L’autorisation écrite du propriétaire reste indispensable avant de débuter l’activité. Le bail de location doit autoriser explicitement l’exercice d’une activité commerciale. Le locataire doit informer le propriétaire des aménagements envisagés et obtenir son accord. Le non-respect de cette obligation peut entraîner la résiliation du bail pour usage non conforme des locaux.
Quelle durée maximale de séjour peut-on imposer aux clients dans une chambre d’hôtes ?
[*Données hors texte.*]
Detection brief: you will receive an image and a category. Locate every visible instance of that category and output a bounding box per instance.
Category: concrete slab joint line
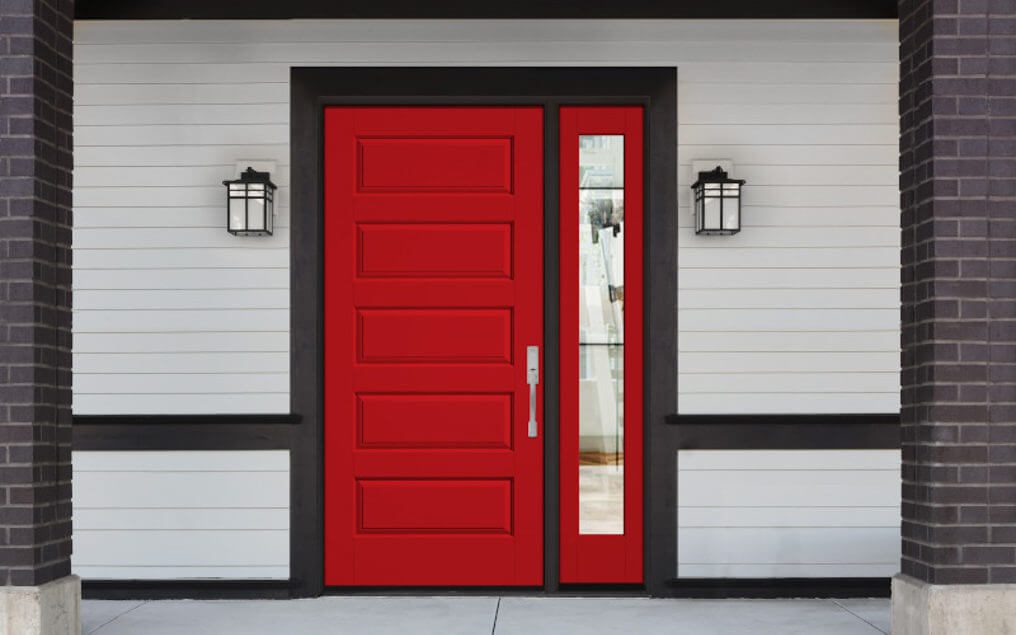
[0,575,81,635]
[892,575,1016,635]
Aucune durée maximale n’est fixée par la réglementation des chambres d’hôtes. Le loueur reste libre de définir ses propres conditions de séjour. Au-delà de 90 jours consécutifs, la location peut être requalifiée en location de longue durée avec application du régime des baux d’habitation. Il est conseillé de prévoir une clause spécifique dans les conditions générales de vente.
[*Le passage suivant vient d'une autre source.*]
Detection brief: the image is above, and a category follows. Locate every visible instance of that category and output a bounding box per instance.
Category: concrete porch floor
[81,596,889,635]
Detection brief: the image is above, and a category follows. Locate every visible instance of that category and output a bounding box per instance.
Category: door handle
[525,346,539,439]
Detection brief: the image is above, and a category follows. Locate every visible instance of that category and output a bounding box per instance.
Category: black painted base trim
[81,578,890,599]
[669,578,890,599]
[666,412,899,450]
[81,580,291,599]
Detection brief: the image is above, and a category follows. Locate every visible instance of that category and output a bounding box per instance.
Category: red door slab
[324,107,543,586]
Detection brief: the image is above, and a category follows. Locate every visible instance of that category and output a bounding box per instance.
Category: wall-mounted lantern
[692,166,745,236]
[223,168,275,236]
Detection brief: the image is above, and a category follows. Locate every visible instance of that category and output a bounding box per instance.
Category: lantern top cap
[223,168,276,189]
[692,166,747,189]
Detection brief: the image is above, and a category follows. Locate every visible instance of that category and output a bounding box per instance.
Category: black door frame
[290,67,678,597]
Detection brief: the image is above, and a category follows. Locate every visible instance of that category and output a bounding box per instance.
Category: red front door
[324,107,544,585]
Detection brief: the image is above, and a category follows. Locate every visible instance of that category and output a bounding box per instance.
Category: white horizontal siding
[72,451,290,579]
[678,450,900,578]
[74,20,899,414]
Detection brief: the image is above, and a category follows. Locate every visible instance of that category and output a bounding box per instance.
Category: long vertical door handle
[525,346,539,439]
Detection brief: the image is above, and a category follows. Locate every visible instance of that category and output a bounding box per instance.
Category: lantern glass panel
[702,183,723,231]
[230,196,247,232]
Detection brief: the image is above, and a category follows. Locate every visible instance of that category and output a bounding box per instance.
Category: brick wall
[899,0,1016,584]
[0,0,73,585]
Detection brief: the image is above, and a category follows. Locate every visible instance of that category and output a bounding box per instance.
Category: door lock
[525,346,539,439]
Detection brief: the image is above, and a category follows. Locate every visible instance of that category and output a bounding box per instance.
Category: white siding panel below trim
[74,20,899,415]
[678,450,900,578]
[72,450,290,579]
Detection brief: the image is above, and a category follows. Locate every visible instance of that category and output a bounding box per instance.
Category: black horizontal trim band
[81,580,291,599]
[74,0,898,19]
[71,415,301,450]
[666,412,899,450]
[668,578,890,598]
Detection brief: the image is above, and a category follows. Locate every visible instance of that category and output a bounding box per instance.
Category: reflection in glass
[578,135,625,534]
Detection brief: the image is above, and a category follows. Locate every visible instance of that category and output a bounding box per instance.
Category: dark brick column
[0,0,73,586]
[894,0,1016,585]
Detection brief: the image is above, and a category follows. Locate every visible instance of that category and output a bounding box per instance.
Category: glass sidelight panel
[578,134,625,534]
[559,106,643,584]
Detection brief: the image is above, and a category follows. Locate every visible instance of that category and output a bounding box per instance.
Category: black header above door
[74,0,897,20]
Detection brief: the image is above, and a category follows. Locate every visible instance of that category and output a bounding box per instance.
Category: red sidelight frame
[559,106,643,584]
Les chambres mansardées sont-elles autorisées pour l’activité de chambre d’hôtes ?
Les chambres mansardées peuvent être utilisées si elles respectent la hauteur minimale de 2,20 mètres sous plafond. Cette hauteur doit être mesurée sur au moins la moitié de la surface de la pièce. Les espaces où la hauteur est inférieure ne peuvent être comptabilisés dans la surface habitable. La sécurité des escaliers d’accès doit être assurée par des dispositifs de retenue conformes aux normes.
Doit-on déclarer les chambres aménagées mais non louées actuellement ?
Les contrôles administratifs prennent en compte toutes les chambres aménagées pour l’accueil de clients, qu’elles soient effectivement louées ou non. Une chambre équipée et présentée sur les supports de communication entre dans le calcul de la capacité totale. Le dépassement du seuil de 5 chambres aménagées entraîne la requalification en établissement recevant du public, même si toutes ne sont pas occupées simultanément.